See the change log for additional details of what’s in this release.
Once you have installed you can connect to an instance, right click and choose New Notebook or you can use File – New Notebook
Incidentally, I use the docker-compose file here to create the containers and I map C:\MSSQL\BACKUP\KEEP on my local machine (where my backups are) to /var/opt/mssql/backups on the containers on lines 10 and 17 of the docker-compose so change as required . If you want to follow along then put the ValidationResults.bak in the folder on your local machine. The Create-Ag.ps1 shows the code and creates an AG with dbatools. But I digress!
Install Notebook Dependencies
Once you click New Notebook you will get a prompt to install the dependencies.
It will show its output
and take a few minutes to run
It took all but 11 minutes on my machine
Create a Notebook
OK, so now that we have the dependencies installed we can create a notebook. I decided to use the ValidationResults database that I use for my dbachecks demos and describe here. I need to restore it from my local folder that I have mapped as a volume to my container. Of course, I use dbatools for this 🙂
I had already got a connection saved to the instance in Azure Data Studio, you may need to create a new one using the new connection icon at the top left and filling in the details. The password is in the code above.
Now I can start with my notebook. I am faced with this
I click on text and provide an intro
Once I had written that and clicked out, I couldn’t see what to do straight away!
Then I saw the code and text buttons at the top 🙂 Right, lets get on with it 🙂 I hit the code button and paste in the T-SQL to reset the dates in the database to simulate dbachecks having been run this morning.
There’s a run cell button on the right and when I press it
If the SQL query has results then they are shown as well
This is fun and I can see plenty of uses for it. Go and have a play with SQL notebooks 🙂
I used CTRL K, CTRL O to open a folder and saved my notebook in my local Presentations folder which is source controlled. When I opened the explorer CTRL + SHIFT + E I can see that the folder and the file are colour coded green and have a U next to them marking them as Untracked. I can also see that the source control icon has a 1 for the number of files with changes and in the bottom left that I am in the master branch.
If I click on the source control icon (or CTRL + SHIFT + G) I can see the files with the changes and can enter a commit message
I then press CTRL + ENTER to commit my change and get this pop-up
As I only have one file and it has all the changes for this commit I click yes. If I had changed more than one file and only wanted to commit a single one at a time I would hover my mouse over the file and click the + to stage my change.

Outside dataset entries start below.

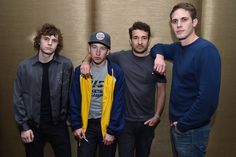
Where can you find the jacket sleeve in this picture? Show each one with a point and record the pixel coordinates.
(117, 121)
(18, 102)
(66, 85)
(75, 101)
(208, 72)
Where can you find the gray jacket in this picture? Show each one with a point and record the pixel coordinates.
(27, 90)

If I make a further change to the notebook and save it, I can see that the source control provider recognises the change but this time the folder the file is in and the file are colour coded brown with an M to show that they have been modified.

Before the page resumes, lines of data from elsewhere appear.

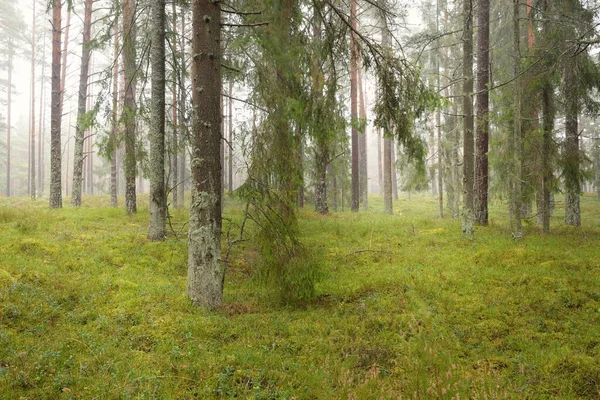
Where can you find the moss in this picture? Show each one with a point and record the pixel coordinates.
(405, 306)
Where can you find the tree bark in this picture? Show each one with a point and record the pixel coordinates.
(55, 117)
(114, 184)
(8, 116)
(206, 272)
(158, 201)
(468, 145)
(571, 154)
(32, 189)
(41, 126)
(230, 126)
(548, 127)
(81, 107)
(483, 78)
(516, 144)
(353, 108)
(363, 172)
(129, 106)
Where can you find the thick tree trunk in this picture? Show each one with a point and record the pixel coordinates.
(32, 122)
(483, 78)
(354, 109)
(182, 120)
(55, 117)
(158, 201)
(387, 176)
(468, 145)
(548, 126)
(129, 106)
(571, 154)
(206, 271)
(81, 107)
(114, 183)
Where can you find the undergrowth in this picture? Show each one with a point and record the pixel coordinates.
(405, 308)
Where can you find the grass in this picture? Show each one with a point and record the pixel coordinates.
(407, 308)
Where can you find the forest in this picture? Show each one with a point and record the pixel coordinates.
(292, 199)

Unlike Visual Studio Code, when you then click on the source control icon and click on the change it does not show the differences in the notebook although this works with SQL files.
When I have made all my changes and committed them with good commit messages
I can see that there are 3 local changes ready to be pushed to by remote repository (GitHub in this case) and 0 remote commits in this branch by looking at the bottom left
I can click on the “roundy roundy” icon (I dont know its proper name 😊) and synchronise my changes. This comes with a pop-up
Personally I never press OK, Don’t Show Again because I like the double check and to think “Is this really what I want to do right now”. Once I press OK my changes will be synched with the remote repository. Explaining this means that you can find the notebook I have used in my Presentations GitHub Repository which means that you can run the Notebook too using the docker-compose file here and the instructions further up in the post.